友達が突然学校に来なくなったら、心配して家を訪ねて行ったりしそうですが、実際なかなかそれができないような気がします。

君子さんも最初しかノリ子さんの家に訪ねて行っていないようなんですよね。もっと頻繁に訪ねて行ってもいいような気がしますが、それがなかなかできないような気がするんですよね。

(なんででしょうね?)

さて、春になったある日、君子さんはノリ子さんの家の庭で、お姉さんに手を引かれて歩いているノリ子さんを見かけます。

少しずつ回復しつつあるノリ子さんを思い、お姉さんが涙しているところを見るに、やはりかなり重い病気だったみたいです。

君子さんはノリ子さんが今度学校に来たらチューリップの花をあげようと思い、家に帰って見てみるとそのチューリップの蕾が綻びかけていました。

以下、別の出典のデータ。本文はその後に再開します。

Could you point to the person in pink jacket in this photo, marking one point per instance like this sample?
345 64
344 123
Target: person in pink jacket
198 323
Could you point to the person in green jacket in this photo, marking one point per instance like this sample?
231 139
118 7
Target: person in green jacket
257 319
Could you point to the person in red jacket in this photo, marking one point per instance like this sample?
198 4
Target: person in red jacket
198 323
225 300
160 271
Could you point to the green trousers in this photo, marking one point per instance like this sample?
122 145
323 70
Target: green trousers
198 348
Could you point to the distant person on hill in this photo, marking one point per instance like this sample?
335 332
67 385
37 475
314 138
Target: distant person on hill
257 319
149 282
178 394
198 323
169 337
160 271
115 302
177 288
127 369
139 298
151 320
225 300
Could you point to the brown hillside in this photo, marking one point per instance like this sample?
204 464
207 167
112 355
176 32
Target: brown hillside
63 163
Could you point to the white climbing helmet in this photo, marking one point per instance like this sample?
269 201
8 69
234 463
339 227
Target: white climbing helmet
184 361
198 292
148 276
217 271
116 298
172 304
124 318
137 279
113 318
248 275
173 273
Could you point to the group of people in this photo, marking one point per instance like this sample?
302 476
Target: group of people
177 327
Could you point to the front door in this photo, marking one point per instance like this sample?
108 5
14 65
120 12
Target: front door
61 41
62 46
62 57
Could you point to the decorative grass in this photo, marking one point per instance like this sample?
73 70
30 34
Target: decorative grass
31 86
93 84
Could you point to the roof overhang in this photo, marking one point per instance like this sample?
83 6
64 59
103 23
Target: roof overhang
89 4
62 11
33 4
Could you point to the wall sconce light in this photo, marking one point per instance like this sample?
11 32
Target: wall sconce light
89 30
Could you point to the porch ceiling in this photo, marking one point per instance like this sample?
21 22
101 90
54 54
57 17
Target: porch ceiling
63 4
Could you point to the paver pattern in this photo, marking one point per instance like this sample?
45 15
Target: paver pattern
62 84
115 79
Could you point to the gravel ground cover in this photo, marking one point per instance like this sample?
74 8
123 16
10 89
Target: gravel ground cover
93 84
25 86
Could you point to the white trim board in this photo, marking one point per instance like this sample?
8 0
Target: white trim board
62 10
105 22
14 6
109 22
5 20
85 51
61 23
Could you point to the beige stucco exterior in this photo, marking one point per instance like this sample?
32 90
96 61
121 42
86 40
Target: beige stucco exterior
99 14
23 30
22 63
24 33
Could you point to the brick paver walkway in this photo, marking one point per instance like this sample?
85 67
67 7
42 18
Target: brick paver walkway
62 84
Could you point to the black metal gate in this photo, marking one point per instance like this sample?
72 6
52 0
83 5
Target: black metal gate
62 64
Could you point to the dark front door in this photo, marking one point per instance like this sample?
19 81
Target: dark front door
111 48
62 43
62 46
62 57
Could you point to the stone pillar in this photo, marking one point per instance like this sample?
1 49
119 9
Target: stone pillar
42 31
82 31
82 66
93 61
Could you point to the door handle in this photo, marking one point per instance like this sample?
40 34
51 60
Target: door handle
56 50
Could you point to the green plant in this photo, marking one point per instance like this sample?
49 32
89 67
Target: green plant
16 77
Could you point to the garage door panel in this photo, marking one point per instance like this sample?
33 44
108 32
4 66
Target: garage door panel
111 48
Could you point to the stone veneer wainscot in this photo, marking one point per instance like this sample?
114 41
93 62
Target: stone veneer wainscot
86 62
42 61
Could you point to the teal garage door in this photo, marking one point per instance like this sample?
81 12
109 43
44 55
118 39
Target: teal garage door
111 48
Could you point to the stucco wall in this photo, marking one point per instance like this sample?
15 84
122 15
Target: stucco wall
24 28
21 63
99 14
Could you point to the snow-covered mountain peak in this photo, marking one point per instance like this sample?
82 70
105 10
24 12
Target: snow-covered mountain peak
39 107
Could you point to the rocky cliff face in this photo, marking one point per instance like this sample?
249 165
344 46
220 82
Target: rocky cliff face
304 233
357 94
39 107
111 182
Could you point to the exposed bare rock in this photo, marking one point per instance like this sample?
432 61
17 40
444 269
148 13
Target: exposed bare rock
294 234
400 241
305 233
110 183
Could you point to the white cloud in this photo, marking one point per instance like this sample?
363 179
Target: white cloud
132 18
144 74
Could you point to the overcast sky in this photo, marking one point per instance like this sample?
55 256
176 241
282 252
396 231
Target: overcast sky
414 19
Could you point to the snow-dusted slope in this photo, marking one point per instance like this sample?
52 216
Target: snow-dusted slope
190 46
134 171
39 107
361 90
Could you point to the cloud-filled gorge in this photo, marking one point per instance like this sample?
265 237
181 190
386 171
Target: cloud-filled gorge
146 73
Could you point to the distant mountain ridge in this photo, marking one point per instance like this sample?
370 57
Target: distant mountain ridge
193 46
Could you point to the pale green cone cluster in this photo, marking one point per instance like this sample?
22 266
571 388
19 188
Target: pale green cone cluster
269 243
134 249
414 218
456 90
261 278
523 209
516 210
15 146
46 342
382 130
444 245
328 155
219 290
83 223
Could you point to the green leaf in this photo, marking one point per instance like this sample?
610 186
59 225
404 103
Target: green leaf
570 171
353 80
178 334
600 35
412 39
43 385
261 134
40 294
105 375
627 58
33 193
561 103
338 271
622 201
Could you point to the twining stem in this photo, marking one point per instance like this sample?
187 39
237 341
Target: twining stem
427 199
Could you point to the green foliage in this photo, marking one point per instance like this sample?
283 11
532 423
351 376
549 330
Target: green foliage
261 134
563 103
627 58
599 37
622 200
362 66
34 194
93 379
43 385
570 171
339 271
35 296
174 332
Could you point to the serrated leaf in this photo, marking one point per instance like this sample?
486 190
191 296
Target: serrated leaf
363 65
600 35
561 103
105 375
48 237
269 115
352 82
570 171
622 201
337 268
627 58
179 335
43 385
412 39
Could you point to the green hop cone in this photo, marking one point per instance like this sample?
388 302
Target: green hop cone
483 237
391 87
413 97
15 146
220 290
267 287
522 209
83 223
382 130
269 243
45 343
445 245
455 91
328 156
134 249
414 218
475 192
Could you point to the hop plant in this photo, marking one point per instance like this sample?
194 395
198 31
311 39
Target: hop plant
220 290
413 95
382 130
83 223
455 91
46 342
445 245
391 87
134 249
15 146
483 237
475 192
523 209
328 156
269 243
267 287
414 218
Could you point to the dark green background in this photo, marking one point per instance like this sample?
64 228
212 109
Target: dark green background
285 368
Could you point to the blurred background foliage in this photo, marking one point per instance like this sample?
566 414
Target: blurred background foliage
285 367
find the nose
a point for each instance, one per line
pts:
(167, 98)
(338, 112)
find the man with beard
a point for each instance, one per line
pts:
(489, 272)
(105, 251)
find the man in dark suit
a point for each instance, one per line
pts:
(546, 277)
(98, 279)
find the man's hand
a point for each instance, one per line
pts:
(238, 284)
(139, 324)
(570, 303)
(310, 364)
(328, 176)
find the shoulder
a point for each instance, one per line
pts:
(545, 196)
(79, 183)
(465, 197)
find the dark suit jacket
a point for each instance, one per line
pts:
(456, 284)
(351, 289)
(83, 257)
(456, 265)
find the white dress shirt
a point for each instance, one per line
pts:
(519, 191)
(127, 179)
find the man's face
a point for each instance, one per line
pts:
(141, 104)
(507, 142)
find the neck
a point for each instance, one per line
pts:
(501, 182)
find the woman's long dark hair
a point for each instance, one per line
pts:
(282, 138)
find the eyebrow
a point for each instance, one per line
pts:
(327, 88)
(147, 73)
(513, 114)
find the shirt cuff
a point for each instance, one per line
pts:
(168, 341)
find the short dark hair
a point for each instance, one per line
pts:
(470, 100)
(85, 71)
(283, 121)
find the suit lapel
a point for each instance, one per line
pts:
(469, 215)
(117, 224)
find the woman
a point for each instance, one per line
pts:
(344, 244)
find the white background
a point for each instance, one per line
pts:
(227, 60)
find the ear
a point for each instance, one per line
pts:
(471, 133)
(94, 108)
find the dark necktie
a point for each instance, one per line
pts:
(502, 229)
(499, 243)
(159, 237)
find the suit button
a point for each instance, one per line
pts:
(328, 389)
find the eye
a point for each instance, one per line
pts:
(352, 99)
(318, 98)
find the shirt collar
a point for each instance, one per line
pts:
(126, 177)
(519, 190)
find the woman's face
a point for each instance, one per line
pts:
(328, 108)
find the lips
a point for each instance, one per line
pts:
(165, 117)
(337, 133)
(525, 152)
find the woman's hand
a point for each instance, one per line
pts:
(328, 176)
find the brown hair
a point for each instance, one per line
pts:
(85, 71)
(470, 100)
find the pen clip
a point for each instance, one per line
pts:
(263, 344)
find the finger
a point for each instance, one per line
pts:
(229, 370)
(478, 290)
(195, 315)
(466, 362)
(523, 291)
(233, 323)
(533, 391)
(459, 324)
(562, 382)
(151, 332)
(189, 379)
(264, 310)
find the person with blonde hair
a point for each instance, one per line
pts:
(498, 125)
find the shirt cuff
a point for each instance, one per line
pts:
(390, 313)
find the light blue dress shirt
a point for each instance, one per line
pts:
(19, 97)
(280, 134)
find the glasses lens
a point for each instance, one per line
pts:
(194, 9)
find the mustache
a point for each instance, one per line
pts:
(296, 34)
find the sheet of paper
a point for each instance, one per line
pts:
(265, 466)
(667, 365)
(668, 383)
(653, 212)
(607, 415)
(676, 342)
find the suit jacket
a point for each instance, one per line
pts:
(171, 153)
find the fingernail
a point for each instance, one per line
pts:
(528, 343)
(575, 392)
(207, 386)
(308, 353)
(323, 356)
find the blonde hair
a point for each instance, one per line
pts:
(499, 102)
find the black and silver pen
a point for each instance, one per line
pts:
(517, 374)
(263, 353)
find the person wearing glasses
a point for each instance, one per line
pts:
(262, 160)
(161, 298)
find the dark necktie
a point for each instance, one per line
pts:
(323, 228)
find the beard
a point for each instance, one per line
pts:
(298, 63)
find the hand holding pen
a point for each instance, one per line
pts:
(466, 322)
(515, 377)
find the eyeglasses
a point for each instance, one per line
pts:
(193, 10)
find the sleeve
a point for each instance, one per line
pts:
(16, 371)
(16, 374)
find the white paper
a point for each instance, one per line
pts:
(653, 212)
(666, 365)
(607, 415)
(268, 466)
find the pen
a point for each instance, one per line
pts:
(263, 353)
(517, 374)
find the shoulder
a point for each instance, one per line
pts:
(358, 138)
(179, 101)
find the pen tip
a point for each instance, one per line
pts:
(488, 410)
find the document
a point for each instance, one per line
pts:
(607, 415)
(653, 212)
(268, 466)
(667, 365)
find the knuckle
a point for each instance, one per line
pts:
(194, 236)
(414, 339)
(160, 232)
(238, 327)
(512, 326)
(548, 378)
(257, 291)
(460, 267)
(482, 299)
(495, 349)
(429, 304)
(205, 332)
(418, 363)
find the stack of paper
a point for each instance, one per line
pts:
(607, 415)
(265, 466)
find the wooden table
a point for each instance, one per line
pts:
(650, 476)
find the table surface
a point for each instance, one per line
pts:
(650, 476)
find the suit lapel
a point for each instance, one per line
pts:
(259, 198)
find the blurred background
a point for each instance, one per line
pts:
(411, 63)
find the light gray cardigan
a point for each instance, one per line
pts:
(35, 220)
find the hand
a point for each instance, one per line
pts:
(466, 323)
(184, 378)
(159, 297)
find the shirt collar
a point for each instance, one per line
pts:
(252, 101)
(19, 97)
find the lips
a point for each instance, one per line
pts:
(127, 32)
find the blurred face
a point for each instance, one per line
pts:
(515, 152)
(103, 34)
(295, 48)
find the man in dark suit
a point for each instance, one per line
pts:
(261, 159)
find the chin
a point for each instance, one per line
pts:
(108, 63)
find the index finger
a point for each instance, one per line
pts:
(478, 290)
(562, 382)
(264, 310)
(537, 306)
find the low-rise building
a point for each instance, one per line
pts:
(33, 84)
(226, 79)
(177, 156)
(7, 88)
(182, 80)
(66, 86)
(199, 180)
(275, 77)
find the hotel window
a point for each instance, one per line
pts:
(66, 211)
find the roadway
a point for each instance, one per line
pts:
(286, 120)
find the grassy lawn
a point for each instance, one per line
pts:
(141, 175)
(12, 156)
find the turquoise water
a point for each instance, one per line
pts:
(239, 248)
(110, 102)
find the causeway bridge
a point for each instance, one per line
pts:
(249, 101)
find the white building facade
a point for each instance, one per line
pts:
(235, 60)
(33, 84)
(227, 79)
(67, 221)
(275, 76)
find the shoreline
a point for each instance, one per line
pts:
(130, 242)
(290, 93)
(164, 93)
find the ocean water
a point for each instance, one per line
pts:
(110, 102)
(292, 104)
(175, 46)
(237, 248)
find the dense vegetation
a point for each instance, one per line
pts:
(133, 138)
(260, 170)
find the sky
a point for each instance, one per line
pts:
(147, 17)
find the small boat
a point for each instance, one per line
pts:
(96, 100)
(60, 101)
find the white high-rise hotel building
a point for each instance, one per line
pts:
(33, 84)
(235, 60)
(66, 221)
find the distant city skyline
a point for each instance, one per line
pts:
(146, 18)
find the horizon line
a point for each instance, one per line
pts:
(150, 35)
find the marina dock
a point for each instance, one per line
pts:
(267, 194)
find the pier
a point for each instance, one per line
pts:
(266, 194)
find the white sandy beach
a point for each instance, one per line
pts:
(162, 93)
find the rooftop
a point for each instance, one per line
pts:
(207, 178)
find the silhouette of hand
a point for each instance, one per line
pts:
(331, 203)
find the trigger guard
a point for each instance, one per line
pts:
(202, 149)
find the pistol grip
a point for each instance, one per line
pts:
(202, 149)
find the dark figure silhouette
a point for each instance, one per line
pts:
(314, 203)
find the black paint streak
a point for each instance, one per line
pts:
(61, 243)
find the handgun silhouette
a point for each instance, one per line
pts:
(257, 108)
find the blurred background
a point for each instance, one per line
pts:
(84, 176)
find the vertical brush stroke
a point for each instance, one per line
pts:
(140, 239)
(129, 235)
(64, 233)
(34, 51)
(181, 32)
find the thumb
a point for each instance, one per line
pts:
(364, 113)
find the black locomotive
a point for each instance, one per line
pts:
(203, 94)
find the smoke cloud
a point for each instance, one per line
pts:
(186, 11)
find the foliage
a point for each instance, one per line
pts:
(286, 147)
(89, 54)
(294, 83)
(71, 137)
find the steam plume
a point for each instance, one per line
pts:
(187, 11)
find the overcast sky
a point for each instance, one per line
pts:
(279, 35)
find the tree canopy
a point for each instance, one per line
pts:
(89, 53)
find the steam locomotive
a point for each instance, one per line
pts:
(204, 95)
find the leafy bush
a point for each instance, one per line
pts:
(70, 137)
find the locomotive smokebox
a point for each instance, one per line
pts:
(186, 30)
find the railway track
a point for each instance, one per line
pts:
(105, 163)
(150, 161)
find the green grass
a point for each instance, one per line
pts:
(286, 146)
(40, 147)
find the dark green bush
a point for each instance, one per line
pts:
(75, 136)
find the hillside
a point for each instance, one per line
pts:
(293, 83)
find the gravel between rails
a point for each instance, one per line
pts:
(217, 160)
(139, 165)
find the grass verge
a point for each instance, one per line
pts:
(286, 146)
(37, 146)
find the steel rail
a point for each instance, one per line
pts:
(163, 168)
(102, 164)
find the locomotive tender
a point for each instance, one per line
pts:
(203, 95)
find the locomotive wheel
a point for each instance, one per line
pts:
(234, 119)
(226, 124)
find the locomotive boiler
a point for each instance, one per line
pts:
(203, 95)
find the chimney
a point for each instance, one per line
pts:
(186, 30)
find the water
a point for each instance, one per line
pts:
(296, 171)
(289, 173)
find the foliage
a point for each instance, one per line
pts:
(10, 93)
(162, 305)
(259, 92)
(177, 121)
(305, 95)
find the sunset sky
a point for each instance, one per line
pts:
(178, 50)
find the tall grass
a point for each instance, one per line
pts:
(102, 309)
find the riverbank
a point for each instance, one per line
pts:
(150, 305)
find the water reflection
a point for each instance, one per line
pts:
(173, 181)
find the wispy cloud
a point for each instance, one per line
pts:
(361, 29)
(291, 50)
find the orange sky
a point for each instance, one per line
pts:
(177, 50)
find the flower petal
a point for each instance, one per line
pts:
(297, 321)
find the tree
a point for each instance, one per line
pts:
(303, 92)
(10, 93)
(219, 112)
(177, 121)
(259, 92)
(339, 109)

「綻びかけていた」ということは「咲きかけていた」ということで、ノリ子さんの復調とチューリップの開花がシンクロして、吉兆のように考えられるのですが、どうなんでしょうね?

「咲いた花はやがて枯れる……」とか考え出すと「じゃあノリ子さんの命も……」とか連想してしまうのですが、さすがにそれは考え過ぎかもしれません。

とりあえずノリ子さんが元気になったようでよかった、今回の狐人的読書感想でした。

読書感想まとめ

友達が突然学校に来なくなったら。

狐人的読書メモ

・17世紀のオランダのチューリップ市場は「オプション取引」の起源のひとつであり、最古の金融バブルとして「チューリップ・バブル」なるものがあったそう。

・『チューリップ/新美南吉』の概要

1950年(昭和25年)5月、『ひろった らっぱ』にて初出。姉妹愛や友情の美しさ。

以上、『チューリップ/新美南吉』の狐人的な読書メモと感想でした。

最後までお付き合いいただきありがとうございました。